İkinci kaynak, Süyûtî'nin Tarihu'l-Hulefâ adlı eseri.
Değerli izleyicilerin Yezid'in habis fiillerine dikkat etmelerini istirham ediyorum. Yazar şöyle diyor:
Hicrî 63 yılı. Yezid'e Medine ehlinin kendisine karşı ayaklandığı ve onu hilafetten azletmeye kalkıştıkları haberi geldi. Bu haber üzerine o da üzerlerine donanımlı ve kalabalık bir ordu gönderdi. Orduya Medine ehlini katletmelerini sonra da İbn ez-Zübeyr ile çarpışmak için Mekke'ye yürümelerini emretti. Ordu Mekke'ye geldi. Taybe kapısında Harre Vakası gerçekleşti. Harre Vakası ne kadar da dehşetli bir hadisedir! Hasan bir defa bu olaya değinerek şöyle demişti:
Allah'a kasem olsun ki neredeyse Medine ehlinden hiç kimse kurtulamadı. Sahâbeden ve diğer insanlardan oluşan bir grup topluluk öldürüldü. Medine yağma edildi. 1000 bakire kız tecavüze uğradı.[3]
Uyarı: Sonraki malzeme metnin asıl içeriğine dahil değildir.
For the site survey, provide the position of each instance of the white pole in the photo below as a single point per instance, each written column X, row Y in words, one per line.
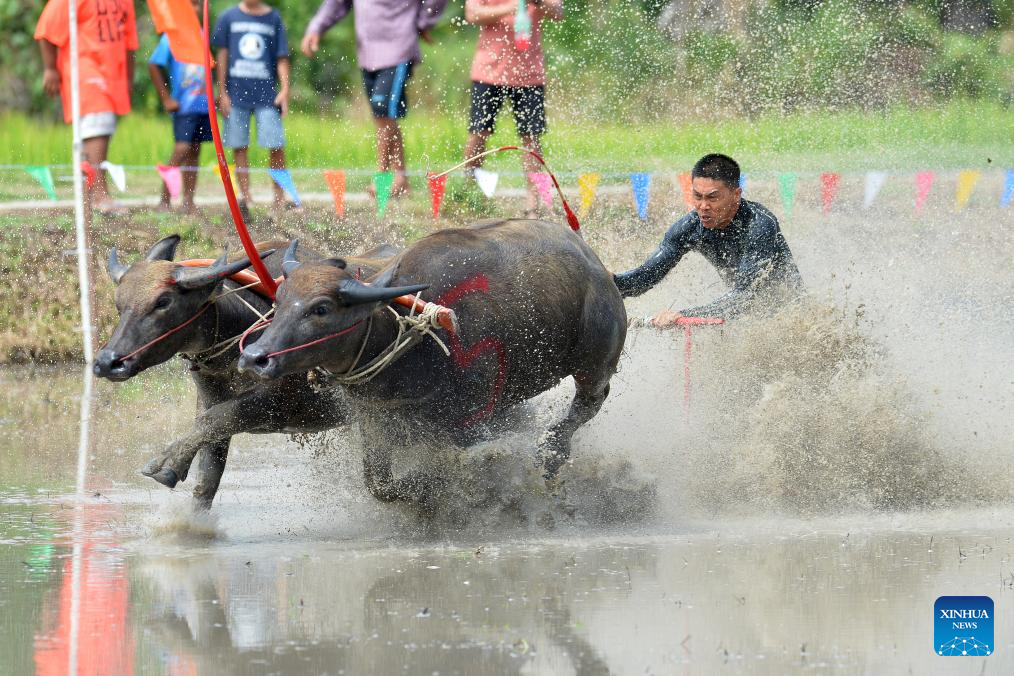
column 84, row 284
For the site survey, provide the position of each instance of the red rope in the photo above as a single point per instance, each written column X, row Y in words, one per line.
column 166, row 333
column 223, row 166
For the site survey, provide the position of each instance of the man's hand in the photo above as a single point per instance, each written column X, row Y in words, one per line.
column 225, row 104
column 665, row 318
column 282, row 101
column 310, row 44
column 51, row 82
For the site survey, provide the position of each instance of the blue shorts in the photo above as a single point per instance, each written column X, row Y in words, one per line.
column 385, row 90
column 269, row 128
column 193, row 128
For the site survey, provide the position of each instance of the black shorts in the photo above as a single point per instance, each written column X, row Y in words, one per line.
column 194, row 128
column 385, row 90
column 528, row 104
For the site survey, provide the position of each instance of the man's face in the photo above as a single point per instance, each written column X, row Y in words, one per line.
column 715, row 202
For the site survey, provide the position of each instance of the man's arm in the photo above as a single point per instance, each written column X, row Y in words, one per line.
column 51, row 76
column 674, row 245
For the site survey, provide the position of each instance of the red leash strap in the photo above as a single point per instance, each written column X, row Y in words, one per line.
column 262, row 272
column 571, row 217
column 166, row 333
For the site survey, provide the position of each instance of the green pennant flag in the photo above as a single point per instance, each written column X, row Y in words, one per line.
column 787, row 185
column 382, row 180
column 45, row 178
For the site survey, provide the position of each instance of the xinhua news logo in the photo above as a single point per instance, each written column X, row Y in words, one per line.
column 962, row 625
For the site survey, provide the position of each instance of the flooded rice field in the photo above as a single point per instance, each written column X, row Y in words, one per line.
column 826, row 473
Medine'de bulunanlar Yahudi ve Hristiyan olsalardı bile bunları yapma hakları yoktu! Evet, bunları yapan insan vahşidir. Buna insan dahi denilemez! İnnâ lillâhi ve innâ ileyhi râciûn. Bu olayı bazı tarihçiler de zikretmiştir.
Ancak İbn Teymiyye ‘‘İslam izzetinin, Yezid ve emsali döneminde tahakkuk ettiğini'' söylemektedir. Bu konu birazdan gelecek ve biz de Minhâcü's-Sünne adlı eserde Yezid'i nasıl övdüğünü okuyacağız. El-İsâbe adlı eserde ve benzerlerinde geçtiği üzere Müslim b. Ukbe de bu tür davranışlarından dolayı “müsrif” olarak isimlendirilmiştir.
Üçüncü kaynak: İbn Kesir'in el-Bidâyetü ve'n-Nihâye adlı eseri. Yazar şöyle diyor:
Yezid, Müslim b. Ukbe'ye Medine'yi üç gün süreyle mubah sayıp saygınlığını hiçe sayması için emir vermekle hata yapmıştı. Bu çok büyük ve fahiş bir hatadır. Ayrıca sahâbîlerden ve çocuklarından çok sayıda kişiyi de öldürtmüştü… Bu üç günlük süre zarfında Medine-i Nebeviye'de haddi ve ölçüsü olmayan, miktar ve niteliği bilinemeyen büyük kötülükler ve bozgunculuklar vuku bulmuştu ki bunları ancak Azîz ve Celil olan Allah bilir.[4]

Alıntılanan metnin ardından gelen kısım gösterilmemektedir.